Até que o segundo tempo começou. A Suíça voltou com os cães, babando, para falsa surpresa do narrador. Fulano para beltrano para sicrano… Quase gol! Como assim?! Cadê a nossa zaga?! E a mão de alface do Alisson? Será que se o Cássio tivesse sido escalado por Tite essa falha clamorosa teria acontecido com tanta tranquilidade, amigo telespectador? Grave um vídeo em seu celular, mande agora para a gente com a sua preciosa opinião. E você sabe: sempre na horizontal.
Os suíços marcando muito mais homem a homem que antes, fungando no cangote canarinho, matando tudo quanto era jogada. O vermelho do uniforme deles parecia bem mais intenso que no primeiro tempo. Nunca pensei em ter antipatia pela cor do meu coração. Onde raios aqueles sujeitos sem jogo de cintura aprenderam a jogar?
E não é que os caras conseguiram empatar enquanto eu reclamava?
Nem era preciso ser um grande observador do comportamento humano: claro estava que meu companheiro de partido aos poucos desistia do pretexto e do motivo real por que viera à minha casa: torcia, a princípio discretamente. Se me aproximasse dele talvez o escutasse sussurrar “vai, vai mais, Brasil…”. Reservado, fazia um ou outro comentário, discordava das bobagens do narrador piegas. Era questão de tempo: em breve ele também gritaria, de felicidade ou de indignação. Os velhos extremos aos quais parecemos estar condenados, os brasileiros.

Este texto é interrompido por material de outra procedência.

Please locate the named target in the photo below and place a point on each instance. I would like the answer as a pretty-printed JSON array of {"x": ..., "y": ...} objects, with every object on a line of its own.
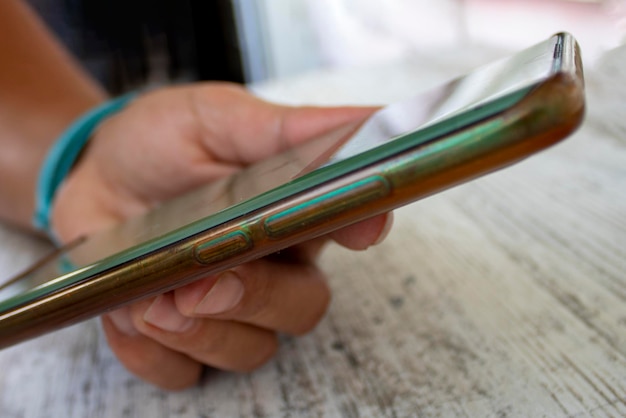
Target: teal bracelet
[{"x": 64, "y": 153}]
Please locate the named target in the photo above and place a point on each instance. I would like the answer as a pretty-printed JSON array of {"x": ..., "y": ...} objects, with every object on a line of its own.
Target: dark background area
[{"x": 128, "y": 43}]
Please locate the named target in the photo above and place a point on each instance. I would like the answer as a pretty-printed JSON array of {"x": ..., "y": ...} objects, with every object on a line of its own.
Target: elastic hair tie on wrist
[{"x": 64, "y": 153}]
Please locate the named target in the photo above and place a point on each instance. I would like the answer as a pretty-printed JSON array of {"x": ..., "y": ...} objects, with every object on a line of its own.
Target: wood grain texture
[{"x": 505, "y": 297}]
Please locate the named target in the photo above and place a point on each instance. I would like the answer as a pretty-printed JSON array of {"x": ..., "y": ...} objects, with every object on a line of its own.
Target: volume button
[
  {"x": 335, "y": 202},
  {"x": 222, "y": 247}
]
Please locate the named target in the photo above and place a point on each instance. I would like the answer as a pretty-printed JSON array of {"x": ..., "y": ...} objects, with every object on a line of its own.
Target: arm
[
  {"x": 162, "y": 144},
  {"x": 41, "y": 91}
]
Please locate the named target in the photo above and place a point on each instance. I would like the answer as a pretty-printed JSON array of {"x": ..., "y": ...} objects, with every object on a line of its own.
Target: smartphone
[{"x": 471, "y": 126}]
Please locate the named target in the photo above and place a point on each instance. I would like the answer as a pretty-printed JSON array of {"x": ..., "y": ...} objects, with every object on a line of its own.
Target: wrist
[{"x": 63, "y": 154}]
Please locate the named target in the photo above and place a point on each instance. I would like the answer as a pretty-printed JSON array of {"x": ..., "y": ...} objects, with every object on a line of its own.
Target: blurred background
[{"x": 130, "y": 43}]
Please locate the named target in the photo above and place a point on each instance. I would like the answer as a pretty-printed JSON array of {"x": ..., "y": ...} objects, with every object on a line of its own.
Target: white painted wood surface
[{"x": 505, "y": 297}]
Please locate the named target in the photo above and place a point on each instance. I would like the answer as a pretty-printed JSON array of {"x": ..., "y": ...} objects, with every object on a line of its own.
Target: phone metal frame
[{"x": 440, "y": 156}]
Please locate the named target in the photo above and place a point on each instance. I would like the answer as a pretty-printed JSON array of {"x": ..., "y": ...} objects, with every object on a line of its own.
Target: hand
[{"x": 166, "y": 143}]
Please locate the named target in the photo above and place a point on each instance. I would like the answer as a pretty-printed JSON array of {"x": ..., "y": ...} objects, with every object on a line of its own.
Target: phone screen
[{"x": 483, "y": 93}]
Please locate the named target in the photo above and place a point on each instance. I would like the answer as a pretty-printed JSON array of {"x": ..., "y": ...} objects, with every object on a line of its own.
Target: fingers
[
  {"x": 147, "y": 358},
  {"x": 158, "y": 344},
  {"x": 288, "y": 298},
  {"x": 227, "y": 322},
  {"x": 229, "y": 116}
]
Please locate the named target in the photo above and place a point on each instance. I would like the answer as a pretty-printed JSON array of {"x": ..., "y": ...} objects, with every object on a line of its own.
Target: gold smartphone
[{"x": 476, "y": 124}]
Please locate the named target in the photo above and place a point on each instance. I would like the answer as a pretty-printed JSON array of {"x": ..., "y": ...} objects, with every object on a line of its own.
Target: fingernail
[
  {"x": 122, "y": 321},
  {"x": 223, "y": 296},
  {"x": 163, "y": 314},
  {"x": 386, "y": 228}
]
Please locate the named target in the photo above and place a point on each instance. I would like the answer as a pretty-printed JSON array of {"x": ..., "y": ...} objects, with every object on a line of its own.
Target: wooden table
[{"x": 505, "y": 297}]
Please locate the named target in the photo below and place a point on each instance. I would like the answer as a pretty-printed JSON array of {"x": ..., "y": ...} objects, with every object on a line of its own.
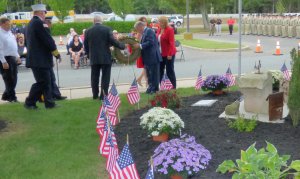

Todo o Brasil sabe de nossa vitória por dois a um naquele jogo, e quem desempatou foi Neymar (fazer o quê?…) aos trinta e cinco minutos, mais ou menos. Minha birra com ele me impede de me aprofundar no segundo gol, mas o importante mesmo foi o companheiro gritando feito um louco, ajoelhando-se no chão, levantando as mãos para os céus (ou melhor, para as bandeirinhas do teto). Quando caiu em si, levantou-se e flagrou a quantidade de riso que saía de mim.
– Está vendo, companheiro? Torcedor enrustido dá nisso…
Quadrado como um gringo no samba, pediu que eu não falasse nada a ninguém do partido. Eu ri mais ainda, mal disfarçada vingança, e garanti-lhe segredo. Não acreditou muito. Nem eu, na verdade. Assistimos ao resto da partida e ficamos felizes, embora ele ainda estivesse cabreiro. Bom mesmo que assim fosse.
Término da gravação. Desligo. No horizonte da avenida, o blindado que atira jatos d’água nos que têm a infelicidade de morar na rua. Afinal, é preciso higienizar a cidade, livrá-la dos pobres e dos que foram física e psicologicamente inutilizados pela tortura do autoritarismo, que se aproveitou do hexacampeonato para se estabelecer sem máscaras em Brasília. E pensar que fez isso enquanto comemorávamos nas ruas e gritávamos o antigo e atual “pra frente, Brasil!”…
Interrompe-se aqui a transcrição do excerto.